Она лежала на спине с ногами на вытяжке, миниатюрная женщина лет пятидесяти с короткими, обесцвеченными перекисью водорода волосами и с большими губами, нарисованными помадой поверх на самом деле маленького и тонкогубого рта. Она со смехом рассказала мне, что всю войну сражалась в рядах Сопротивления. Ее забрасывали на парашюте в различные районы Франции бессчетное число раз — она уже и не помнила, сколько именно. И она никогда ничего себе не ломала. Для этого нужно было отправиться кататься на лыжах! Снова смех. А волосы! — взволнованно начала объяснять она. Ее волосы, как она теперь опасалась, так уже никогда и не отрастут. Последний военный год она провела в концлагере, рассказывала женщина, словно речь шла о каникулах на Ривьере. И там, конечно же, всем обривали головы наголо. У многих волосы тут же снова начинали нормально расти, но только не у нее, говорила она все с тем же самоуничижительным смешком. Чего она потом только не перепробовала — мази, лосьоны, кремы, порошки, но все тщетно. Потом я скопировал с нее свою Эльзу Феннан.

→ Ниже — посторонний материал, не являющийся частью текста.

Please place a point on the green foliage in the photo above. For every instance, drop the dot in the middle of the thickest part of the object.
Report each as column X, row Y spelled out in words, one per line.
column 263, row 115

Когда книга была закончена, я начал опасаться, что у меня начнутся проблемы. Я, разумеется, ни с кем не советовался, насколько уместно писать шпионский детектив, находясь на службе в разведке, а теперь, как я слышал, каждый новый сотрудник дает обязательство ничего подобного не делать и только при таком условии получает работу. Кроме того, я был осведомлен, что у моего ведомства достаточно негласных связей и влияния, чтобы положить под сукно любое сочинение, не получившее официального одобрения. А потому я послал рукопись нашему юридическому советнику Бернарду Хиллу, который всегда казался мне самым скучным человеком даже в нашей компании скучнейших в мире людей, и, представьте, уже через пару дней он вернул мне книгу с запиской, где говорилось, что он получил от чтения огромное удовольствие. Хилл попросил меня внести лишь одно изменение, на что я охотно пошел. Причем речь шла не об угрозе безопасности — просто он посчитал, что один из пассажей может быть сочтен клеветническим. Он также посоветовал мне взять псевдоним. Посасывая трубку, Хилл заявил, что это будет умным ходом с моей стороны, и пожелал удачи.
Затем, когда издатель Виктор Голланц, принял рукопись в печать, я спросил, какой псевдоним мне выбрать. Он рекомендовал, что-нибудь короткое и англосаксонское. Например, Чанк Смит или Хэнк Браун. Но я решил стать Ле Карре. Одному Богу известно, почему и откуда я взял эту фамилию, но совет Голланца не пришелся мне по душе. Когда репортеры достают меня вопросами на эту тему, я говорю, что увидел такую фамилию на вывеске магазина, когда ехал в лондонском автобусе. Это не так. Я не знаю, откуда она взялась. И впредь не забывайте: нельзя верить писателю, когда он утверждает, что говорит вам чистую правду.